Use the prediction ID to check the task status and retrieve the output:

import requests
import time

def wait_for_result(prediction_id, api_key, interval=5, timeout=300):
    """Poll for generation result with timeout."""
    url = f"https://api.atlascloud.ai/api/v1/model/prediction/{prediction_id}"
    elapsed = 0
    while elapsed < timeout:
        response = requests.get(
            url,
            headers={"Authorization": f"Bearer {api_key}"}
        )
        result = response.json()
        status = result["data"]["status"]

        if status == "completed":
            return result["data"]["outputs"][0]
        elif status == "failed":
            raise Exception(f"Generation failed: {result['data'].get('error')}")

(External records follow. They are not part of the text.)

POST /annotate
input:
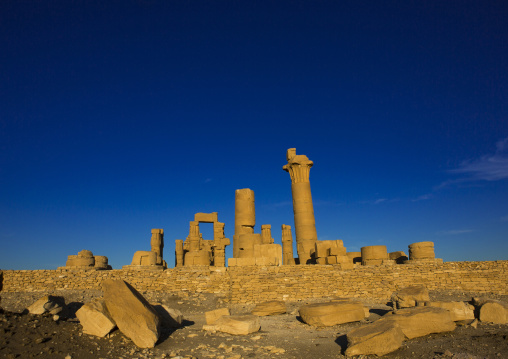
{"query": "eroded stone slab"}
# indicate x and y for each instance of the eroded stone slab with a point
(131, 312)
(378, 338)
(213, 315)
(95, 319)
(421, 321)
(494, 311)
(458, 310)
(273, 307)
(238, 324)
(332, 313)
(410, 296)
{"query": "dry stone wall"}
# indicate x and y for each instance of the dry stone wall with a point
(256, 284)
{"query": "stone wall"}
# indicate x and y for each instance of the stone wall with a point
(257, 284)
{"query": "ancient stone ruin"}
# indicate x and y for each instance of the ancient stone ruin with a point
(150, 259)
(251, 248)
(298, 167)
(197, 251)
(86, 260)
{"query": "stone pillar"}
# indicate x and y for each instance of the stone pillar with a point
(287, 245)
(219, 245)
(266, 233)
(157, 243)
(179, 253)
(245, 218)
(305, 225)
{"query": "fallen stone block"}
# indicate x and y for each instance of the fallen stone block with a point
(238, 324)
(49, 303)
(131, 312)
(494, 311)
(213, 315)
(332, 313)
(170, 318)
(378, 338)
(421, 321)
(95, 319)
(458, 310)
(270, 308)
(410, 296)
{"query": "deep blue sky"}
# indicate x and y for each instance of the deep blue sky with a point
(119, 117)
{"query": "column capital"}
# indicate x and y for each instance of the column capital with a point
(298, 166)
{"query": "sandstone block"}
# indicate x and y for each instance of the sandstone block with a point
(494, 311)
(270, 308)
(378, 338)
(410, 296)
(421, 250)
(374, 255)
(332, 313)
(458, 310)
(267, 261)
(48, 303)
(206, 217)
(144, 258)
(421, 321)
(238, 324)
(356, 257)
(170, 318)
(213, 315)
(132, 313)
(95, 319)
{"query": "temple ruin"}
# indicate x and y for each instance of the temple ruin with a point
(86, 260)
(197, 251)
(152, 259)
(251, 248)
(298, 167)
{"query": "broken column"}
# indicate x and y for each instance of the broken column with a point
(179, 253)
(305, 225)
(219, 245)
(374, 255)
(196, 252)
(422, 252)
(245, 220)
(266, 234)
(287, 245)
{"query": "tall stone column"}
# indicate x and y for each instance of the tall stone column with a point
(266, 233)
(305, 225)
(245, 219)
(179, 253)
(287, 245)
(157, 243)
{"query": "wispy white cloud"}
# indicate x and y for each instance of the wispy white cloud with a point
(454, 232)
(422, 197)
(493, 167)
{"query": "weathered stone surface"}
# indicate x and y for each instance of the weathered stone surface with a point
(170, 318)
(48, 303)
(458, 310)
(95, 319)
(273, 307)
(213, 315)
(131, 312)
(421, 321)
(410, 296)
(332, 313)
(494, 311)
(238, 324)
(378, 338)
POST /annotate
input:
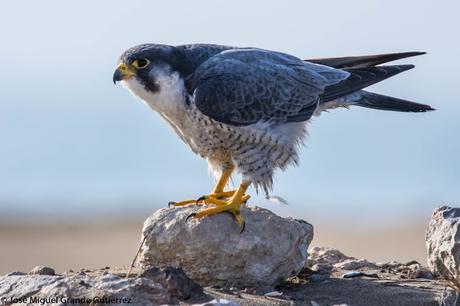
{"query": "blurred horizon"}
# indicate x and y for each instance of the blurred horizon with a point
(73, 144)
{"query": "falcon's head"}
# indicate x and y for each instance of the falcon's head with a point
(146, 67)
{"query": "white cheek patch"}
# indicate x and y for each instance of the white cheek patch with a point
(169, 100)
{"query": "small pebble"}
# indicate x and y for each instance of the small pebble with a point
(273, 293)
(319, 278)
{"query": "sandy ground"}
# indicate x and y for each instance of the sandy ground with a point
(112, 242)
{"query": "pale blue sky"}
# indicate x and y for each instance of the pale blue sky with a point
(71, 141)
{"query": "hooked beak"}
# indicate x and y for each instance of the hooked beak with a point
(123, 72)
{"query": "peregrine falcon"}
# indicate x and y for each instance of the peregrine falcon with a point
(245, 109)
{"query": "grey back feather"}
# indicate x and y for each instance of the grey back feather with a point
(245, 86)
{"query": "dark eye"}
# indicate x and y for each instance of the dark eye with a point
(141, 63)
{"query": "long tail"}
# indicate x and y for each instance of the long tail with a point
(382, 102)
(362, 61)
(364, 71)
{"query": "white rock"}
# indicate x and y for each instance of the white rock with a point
(59, 290)
(42, 270)
(355, 264)
(212, 251)
(325, 256)
(443, 243)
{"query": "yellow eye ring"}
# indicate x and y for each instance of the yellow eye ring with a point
(141, 63)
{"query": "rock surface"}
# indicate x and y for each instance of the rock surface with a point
(443, 243)
(212, 251)
(387, 286)
(42, 270)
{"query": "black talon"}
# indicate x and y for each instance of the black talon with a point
(200, 199)
(243, 227)
(189, 216)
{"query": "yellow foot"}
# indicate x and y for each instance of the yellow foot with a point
(231, 206)
(210, 199)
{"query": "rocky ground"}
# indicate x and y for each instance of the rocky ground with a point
(319, 276)
(331, 278)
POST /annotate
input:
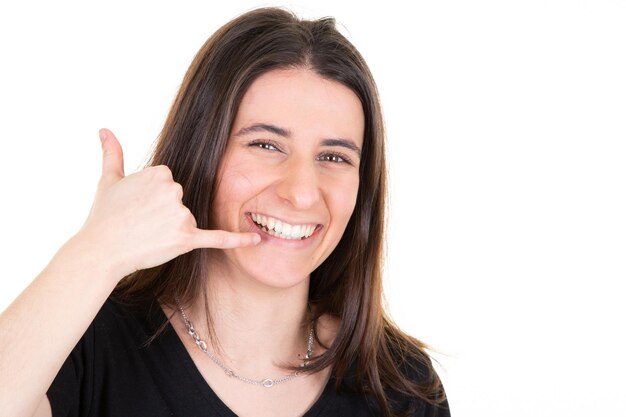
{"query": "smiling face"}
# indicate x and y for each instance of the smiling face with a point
(290, 173)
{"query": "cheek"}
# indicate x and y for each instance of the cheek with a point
(235, 187)
(343, 203)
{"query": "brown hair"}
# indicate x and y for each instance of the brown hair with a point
(348, 284)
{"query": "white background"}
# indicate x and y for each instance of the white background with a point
(506, 131)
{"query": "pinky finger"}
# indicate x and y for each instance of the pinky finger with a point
(221, 239)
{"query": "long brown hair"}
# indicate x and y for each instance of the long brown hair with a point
(348, 284)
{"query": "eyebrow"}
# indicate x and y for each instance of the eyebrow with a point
(286, 133)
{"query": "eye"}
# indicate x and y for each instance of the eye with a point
(264, 144)
(335, 158)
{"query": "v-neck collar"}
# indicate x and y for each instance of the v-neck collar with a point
(178, 354)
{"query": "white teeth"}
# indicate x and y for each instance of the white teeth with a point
(275, 227)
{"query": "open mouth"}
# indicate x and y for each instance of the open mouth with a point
(283, 230)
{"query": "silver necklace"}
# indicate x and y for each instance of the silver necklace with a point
(266, 382)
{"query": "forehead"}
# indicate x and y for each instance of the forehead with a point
(303, 102)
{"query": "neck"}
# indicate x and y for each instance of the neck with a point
(255, 328)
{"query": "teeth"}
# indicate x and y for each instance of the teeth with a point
(283, 230)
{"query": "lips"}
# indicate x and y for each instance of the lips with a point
(281, 229)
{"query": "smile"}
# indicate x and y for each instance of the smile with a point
(282, 230)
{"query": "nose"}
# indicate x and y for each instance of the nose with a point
(299, 185)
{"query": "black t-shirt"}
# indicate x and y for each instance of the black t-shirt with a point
(112, 371)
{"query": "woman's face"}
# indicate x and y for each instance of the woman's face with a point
(290, 173)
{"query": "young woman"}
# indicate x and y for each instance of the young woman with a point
(241, 271)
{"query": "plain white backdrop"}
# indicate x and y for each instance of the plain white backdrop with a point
(507, 146)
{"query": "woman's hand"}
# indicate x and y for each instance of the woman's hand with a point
(139, 221)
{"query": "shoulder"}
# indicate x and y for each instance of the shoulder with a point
(415, 383)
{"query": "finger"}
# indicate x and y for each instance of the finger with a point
(221, 239)
(112, 157)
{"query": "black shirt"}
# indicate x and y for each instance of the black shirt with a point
(113, 372)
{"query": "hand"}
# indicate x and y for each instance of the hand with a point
(139, 221)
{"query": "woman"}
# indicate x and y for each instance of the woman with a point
(257, 230)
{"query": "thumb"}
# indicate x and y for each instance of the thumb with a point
(112, 158)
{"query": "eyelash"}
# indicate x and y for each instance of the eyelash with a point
(334, 157)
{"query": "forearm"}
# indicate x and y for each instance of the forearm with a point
(41, 327)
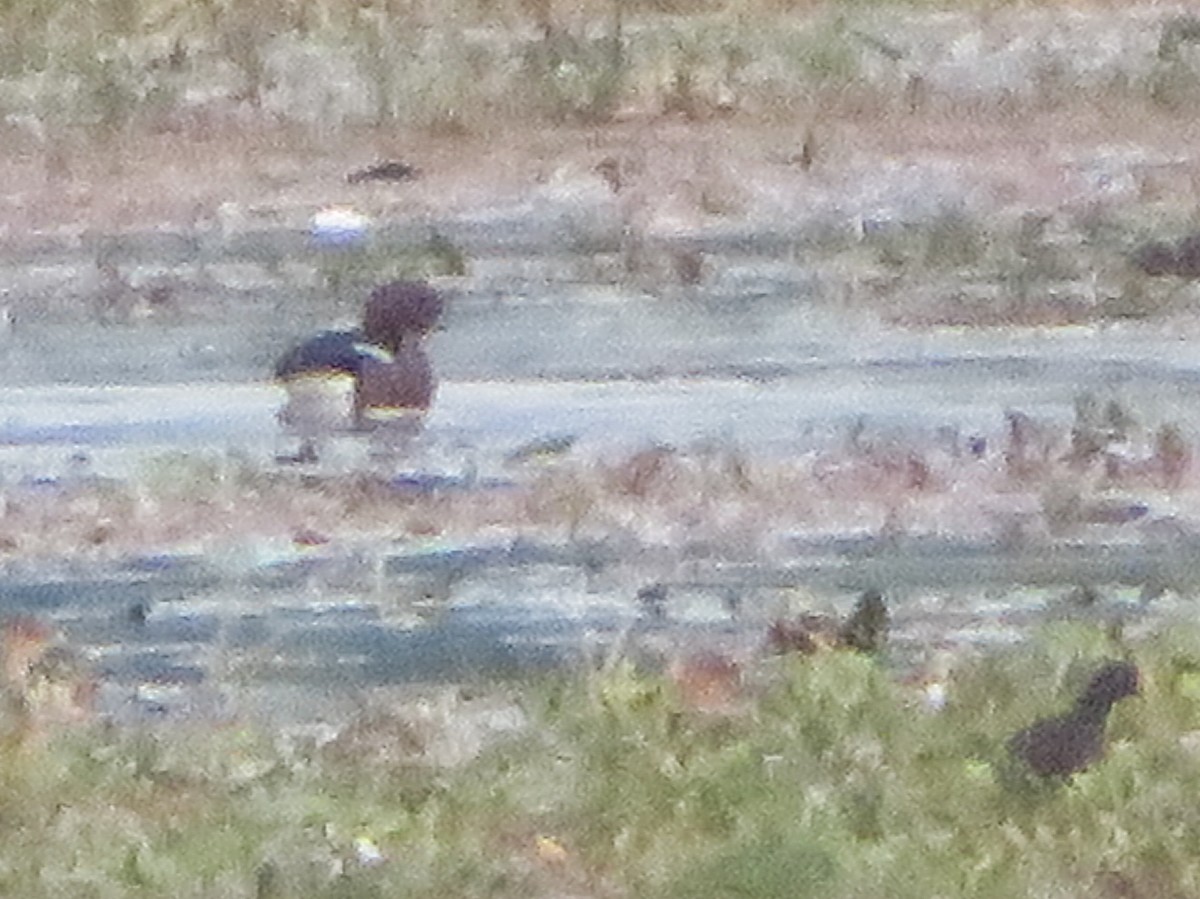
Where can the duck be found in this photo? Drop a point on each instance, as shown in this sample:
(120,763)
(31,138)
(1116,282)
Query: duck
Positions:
(865,630)
(1063,745)
(353,379)
(321,377)
(399,317)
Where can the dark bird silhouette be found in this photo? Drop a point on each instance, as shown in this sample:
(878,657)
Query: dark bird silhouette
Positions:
(1067,744)
(388,171)
(865,630)
(359,378)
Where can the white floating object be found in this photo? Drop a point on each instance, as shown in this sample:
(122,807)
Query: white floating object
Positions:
(339,226)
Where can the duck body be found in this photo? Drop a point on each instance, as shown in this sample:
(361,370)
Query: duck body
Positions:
(1067,744)
(377,376)
(329,353)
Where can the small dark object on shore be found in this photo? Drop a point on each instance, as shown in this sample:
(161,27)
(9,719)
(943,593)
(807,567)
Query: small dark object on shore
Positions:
(388,171)
(653,600)
(865,630)
(1067,744)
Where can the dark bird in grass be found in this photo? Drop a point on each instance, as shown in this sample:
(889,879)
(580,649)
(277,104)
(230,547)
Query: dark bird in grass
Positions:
(865,630)
(390,171)
(1067,744)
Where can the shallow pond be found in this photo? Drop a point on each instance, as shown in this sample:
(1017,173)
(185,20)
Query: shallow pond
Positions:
(773,375)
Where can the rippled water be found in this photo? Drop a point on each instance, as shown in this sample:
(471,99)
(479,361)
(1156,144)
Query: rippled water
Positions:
(773,372)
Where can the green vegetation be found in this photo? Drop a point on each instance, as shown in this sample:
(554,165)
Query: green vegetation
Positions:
(831,781)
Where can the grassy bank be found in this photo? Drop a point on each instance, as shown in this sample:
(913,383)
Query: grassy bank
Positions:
(825,778)
(120,67)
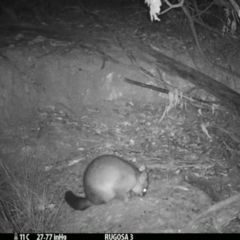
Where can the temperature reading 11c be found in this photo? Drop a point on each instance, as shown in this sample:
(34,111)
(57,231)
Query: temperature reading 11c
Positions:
(23,236)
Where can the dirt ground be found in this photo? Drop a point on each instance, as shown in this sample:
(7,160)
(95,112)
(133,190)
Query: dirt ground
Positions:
(64,101)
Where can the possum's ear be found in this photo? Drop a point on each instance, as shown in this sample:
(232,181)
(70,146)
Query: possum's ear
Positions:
(142,168)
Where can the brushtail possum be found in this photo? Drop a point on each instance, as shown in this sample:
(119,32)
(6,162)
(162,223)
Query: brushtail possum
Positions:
(108,177)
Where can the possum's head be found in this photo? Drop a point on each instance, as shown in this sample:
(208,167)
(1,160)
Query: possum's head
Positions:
(142,182)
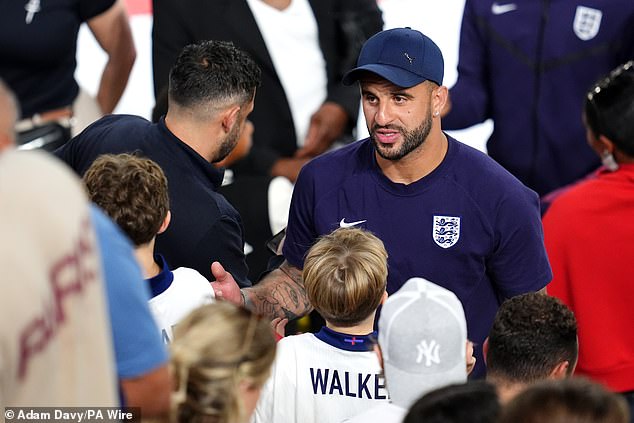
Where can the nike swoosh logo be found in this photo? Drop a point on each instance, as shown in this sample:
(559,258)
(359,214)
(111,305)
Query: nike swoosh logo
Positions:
(344,224)
(500,9)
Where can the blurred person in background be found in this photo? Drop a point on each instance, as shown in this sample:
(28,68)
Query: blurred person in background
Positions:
(38,41)
(526,64)
(588,231)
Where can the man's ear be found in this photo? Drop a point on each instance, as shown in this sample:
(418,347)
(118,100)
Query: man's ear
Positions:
(230,117)
(440,97)
(166,223)
(605,144)
(560,371)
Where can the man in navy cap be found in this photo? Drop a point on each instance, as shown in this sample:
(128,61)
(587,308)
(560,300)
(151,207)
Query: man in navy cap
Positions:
(445,211)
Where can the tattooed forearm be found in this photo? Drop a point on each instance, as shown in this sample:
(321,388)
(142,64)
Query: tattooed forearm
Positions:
(280,294)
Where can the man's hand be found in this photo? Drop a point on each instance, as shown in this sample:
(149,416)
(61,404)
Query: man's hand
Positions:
(326,125)
(225,287)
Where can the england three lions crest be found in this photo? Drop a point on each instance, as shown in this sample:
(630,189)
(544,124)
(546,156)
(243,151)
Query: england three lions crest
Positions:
(446,231)
(587,22)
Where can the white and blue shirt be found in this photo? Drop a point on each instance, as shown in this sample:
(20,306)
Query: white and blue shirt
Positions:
(321,378)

        print(f"Status: {status} ({elapsed}s elapsed)")
        time.sleep(interval)
        elapsed += interval

    raise TimeoutError(f"Task did not complete within {timeout}s")

# Usage
output = wait_for_result("your-prediction-id", "your-api-key")
print(f"Result: {output}")

Node.js Example

async function waitForResult(predictionId, apiKey, interval = 5000, timeout = 300000) {
  const startTime = Date.now();

  while (Date.now() - startTime < timeout) {
    const response = await fetch(
      `https://api.atlascloud.ai/api/v1/model/prediction/${predictionId}`,
      { headers: { Authorization: `Bearer ${apiKey}` } }
    );
    const result = await response.json();
    const status = result.data.status;

    if (status === "completed") return result.data.outputs[0];
    if (status === "failed") throw new Error(`Failed: ${result.data.error}`);

    console.log(`Status: ${status}`);
    await new Promise((r) => setTimeout(r, interval));
  }

  throw new Error("Timeout");
}

const output = await waitForResult("your-prediction-id", "your-api-key");
console.log(`Result: ${output}`);

cURL Example

curl "https://api.atlascloud.ai/api/v1/model/prediction/your-prediction-id" \
  -H "Authorization: Bearer your-api-key"

Response Format

{
  "data": {
    "id": "prediction-id",
    "status": "completed",
    "outputs": ["https://...output-url..."],
    "error": null
  }
}

Polling Best Practices

  • Start with longer intervals: Use 5-second intervals for video generation, 2-second intervals for image generation
  • Set a timeout: Always set a maximum wait time to avoid infinite polling
  • Handle failures gracefully: Check for failed status and handle errors appropriately
  • Log progress: Print status updates so users know the task is still running

Typical Generation Times

Task TypeTypical Time
Image generation2–10 seconds
Video generation30 seconds – 3 minutes
Image-to-video30 seconds – 3 minutes
Image tools (upscale, etc.)5–15 seconds

Actual times vary depending on the model, parameters (resolution, duration), and current load.

Error Handling

When a prediction fails, the result includes an error message:

{
  "data": {
    "id": "prediction-id",
    "status": "failed",
    "error": "Invalid parameter: resolution not supported by this model",
    "outputs": []
  }
}

Common failure reasons:

  • Invalid model parameters
  • Input image URL is inaccessible
  • Prompt contains disallowed content
  • Insufficient account balance

See the API Reference for full error code documentation.